A small child—the son of one of my soldiers—darted past.

Impact.

He bumped the waiter, and apple juice splashed onto the pristine white hem of Isabella's dress.

She gasped, the sound sharp and ugly.

"You little brat!" she shrieked.

The music seemed to die instantly.

Isabella raised her hand.

She was going to strike the boy.

I caught her wrist mid-air.

My grip was unforgiving.

"Enough," I growled.

She looked at me, eyes wide with shock.

"But he ruined my dress, Dante! It's custom Vera Wang!"

"It's a dress, Isabella. He's five."

She yanked her arm away, rubbing her wrist dramatically.

"You're hurting me," she hissed.

I looked at her.

Truly looked at her.

I saw the cruelty etched in the set of her mouth. The vacuous vanity in her eyes.

She wasn't the girl who had sat by my bed in the safe house.

That girl had been patient. Gentle.

That girl had read to me for hours when darkness was my only companion.

That girl had smelled like vanilla and rain.

Isabella smelled like Chanel No. 5 and cold ambition.

I felt a cold knot tighten in my stomach.

Something was fundamentally wrong.

I turned to Marco.

He was loitering by a pillar, looking bored.

"Where is the box?" I asked.

"What box?"

"The one Seraphina left at the gate."

Marco hesitated, shifting his weight.

"Isabella told me to burn it. She said it was just trash."

"Did you burn it?"

"No, Boss. I put it in your office. Just in case."

"Get it," I said.

"Now? But the speeches are starting."

"Now, Marco."

He saw the darkness in my eyes.

He nodded and disappeared into the crowd.
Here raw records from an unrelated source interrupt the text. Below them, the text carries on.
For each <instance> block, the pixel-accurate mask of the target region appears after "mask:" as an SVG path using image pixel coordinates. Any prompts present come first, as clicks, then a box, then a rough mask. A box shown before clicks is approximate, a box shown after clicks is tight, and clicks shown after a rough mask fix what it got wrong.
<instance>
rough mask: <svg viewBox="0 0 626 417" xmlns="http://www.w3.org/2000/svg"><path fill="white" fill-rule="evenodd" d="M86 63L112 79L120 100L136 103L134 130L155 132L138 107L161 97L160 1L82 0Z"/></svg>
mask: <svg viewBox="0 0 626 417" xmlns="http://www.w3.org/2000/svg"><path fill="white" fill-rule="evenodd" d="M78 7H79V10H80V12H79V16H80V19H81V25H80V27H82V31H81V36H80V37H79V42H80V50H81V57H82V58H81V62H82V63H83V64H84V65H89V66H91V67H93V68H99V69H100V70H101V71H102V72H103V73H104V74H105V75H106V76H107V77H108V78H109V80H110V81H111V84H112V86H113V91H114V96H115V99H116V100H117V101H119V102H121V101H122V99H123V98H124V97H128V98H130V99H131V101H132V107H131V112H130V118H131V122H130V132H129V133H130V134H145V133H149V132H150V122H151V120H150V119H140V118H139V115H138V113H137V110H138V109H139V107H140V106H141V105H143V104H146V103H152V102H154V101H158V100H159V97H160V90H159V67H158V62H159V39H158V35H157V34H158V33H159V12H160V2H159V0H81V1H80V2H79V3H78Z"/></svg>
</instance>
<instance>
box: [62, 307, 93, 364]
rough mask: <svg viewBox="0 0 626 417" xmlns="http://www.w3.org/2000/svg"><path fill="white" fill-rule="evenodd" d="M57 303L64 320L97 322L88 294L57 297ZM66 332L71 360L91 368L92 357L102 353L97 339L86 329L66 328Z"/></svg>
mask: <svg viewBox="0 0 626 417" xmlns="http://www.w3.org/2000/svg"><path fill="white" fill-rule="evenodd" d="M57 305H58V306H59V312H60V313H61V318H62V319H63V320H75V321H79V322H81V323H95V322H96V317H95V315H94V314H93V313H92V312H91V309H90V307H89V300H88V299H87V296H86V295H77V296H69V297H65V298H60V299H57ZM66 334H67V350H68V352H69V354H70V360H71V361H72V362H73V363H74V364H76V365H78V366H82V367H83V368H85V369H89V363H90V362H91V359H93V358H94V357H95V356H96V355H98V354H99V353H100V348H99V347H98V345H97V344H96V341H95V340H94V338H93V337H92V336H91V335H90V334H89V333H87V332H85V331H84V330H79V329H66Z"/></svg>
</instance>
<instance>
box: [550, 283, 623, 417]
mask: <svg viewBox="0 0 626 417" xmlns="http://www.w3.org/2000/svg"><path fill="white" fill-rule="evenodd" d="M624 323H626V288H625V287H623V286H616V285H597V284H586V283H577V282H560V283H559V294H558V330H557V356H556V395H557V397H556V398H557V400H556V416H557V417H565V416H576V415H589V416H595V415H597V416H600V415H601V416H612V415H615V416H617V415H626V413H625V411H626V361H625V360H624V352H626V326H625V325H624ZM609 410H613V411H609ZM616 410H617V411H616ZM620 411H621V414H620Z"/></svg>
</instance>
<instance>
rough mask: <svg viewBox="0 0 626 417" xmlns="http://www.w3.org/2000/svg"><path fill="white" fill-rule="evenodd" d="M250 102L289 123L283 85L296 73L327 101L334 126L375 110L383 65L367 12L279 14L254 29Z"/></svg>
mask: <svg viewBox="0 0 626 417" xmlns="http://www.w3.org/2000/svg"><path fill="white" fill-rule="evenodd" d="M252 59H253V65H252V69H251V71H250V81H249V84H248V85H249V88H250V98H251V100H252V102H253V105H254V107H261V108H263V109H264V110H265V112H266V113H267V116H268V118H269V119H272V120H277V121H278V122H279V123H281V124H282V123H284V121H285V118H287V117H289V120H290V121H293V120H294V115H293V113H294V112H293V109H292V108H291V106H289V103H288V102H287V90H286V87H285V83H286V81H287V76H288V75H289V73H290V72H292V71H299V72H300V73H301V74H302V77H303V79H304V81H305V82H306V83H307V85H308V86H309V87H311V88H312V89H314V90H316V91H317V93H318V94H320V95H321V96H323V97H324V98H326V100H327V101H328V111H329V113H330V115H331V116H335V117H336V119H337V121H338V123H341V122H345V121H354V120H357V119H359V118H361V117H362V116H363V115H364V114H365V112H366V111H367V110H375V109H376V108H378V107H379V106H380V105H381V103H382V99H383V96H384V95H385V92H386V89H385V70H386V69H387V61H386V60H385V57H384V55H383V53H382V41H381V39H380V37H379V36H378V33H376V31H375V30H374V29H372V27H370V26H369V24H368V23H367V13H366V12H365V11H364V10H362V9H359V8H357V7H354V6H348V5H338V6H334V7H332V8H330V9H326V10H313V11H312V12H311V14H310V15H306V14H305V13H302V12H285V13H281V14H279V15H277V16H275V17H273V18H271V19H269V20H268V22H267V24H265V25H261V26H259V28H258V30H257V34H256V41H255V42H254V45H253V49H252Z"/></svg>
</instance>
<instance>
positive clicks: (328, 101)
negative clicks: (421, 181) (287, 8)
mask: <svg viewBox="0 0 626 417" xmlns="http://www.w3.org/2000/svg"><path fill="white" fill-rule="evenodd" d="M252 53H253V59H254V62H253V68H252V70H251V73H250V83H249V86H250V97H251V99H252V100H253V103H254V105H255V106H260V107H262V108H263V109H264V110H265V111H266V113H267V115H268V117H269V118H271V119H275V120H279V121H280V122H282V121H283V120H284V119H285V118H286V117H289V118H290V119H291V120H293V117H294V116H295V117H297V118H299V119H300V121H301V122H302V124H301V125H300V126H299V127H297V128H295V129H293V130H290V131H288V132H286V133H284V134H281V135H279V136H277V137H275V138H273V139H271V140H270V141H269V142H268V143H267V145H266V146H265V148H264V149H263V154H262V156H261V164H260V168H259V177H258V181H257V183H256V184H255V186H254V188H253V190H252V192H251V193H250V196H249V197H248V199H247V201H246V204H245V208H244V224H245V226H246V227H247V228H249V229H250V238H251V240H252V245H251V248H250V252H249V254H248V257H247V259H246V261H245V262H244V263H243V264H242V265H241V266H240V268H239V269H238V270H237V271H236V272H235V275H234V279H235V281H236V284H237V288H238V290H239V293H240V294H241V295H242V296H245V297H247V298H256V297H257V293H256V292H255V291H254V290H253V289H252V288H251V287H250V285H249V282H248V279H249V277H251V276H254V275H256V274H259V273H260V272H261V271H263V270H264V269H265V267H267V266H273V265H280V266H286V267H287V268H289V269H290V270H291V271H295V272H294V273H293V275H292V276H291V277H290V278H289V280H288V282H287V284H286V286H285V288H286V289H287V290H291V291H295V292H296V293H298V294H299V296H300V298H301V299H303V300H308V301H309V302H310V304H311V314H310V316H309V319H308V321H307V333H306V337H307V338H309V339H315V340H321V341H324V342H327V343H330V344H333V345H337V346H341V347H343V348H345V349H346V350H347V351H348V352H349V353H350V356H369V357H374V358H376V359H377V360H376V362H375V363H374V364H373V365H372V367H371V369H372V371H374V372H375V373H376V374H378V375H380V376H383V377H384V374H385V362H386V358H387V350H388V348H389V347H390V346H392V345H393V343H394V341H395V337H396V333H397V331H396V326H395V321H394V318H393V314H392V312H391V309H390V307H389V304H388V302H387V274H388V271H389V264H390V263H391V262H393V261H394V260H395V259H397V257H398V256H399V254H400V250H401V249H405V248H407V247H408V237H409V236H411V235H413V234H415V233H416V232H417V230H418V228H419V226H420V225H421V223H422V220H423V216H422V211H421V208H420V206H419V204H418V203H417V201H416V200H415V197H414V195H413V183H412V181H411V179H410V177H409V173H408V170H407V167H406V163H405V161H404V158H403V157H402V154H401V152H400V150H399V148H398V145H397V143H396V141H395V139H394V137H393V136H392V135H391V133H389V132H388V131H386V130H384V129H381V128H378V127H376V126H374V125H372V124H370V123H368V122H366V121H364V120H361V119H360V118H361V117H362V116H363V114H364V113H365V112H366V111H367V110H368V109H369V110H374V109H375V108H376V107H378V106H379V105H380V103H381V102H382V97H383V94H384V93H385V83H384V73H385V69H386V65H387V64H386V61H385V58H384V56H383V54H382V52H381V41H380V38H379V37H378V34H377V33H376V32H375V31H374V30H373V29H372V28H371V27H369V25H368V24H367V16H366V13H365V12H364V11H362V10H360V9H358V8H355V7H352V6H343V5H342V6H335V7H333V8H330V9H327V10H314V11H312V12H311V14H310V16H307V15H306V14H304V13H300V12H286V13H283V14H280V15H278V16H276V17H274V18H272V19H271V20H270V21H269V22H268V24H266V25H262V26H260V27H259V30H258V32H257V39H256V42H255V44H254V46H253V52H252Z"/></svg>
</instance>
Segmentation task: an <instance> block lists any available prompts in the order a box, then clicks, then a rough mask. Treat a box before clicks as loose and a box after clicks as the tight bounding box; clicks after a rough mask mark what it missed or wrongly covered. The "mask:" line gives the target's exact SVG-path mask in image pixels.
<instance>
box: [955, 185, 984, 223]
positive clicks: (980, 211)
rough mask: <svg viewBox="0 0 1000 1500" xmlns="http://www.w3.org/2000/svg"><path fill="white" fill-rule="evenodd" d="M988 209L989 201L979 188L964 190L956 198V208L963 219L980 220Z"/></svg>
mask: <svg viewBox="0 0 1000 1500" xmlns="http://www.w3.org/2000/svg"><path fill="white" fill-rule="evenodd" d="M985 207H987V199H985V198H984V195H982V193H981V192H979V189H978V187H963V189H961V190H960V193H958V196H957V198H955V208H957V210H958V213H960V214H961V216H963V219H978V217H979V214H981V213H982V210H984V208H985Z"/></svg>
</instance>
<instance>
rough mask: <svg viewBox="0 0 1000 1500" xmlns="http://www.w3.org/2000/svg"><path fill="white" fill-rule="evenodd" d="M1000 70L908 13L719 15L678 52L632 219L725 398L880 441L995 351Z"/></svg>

I looked back at Isabella.

She was viciously berating the boy's mother now.

A sudden, overwhelming urge to be anywhere but here clawed at my throat.

"I need a drink," I told her, though I had no intention of stopping at the bar.

I walked away before she could answer.

I walked straight out of the ballroom and into the blessed silence of the hallway.

I was going to open that box.

And I had a sickening feeling that whatever was inside was going to ruin me.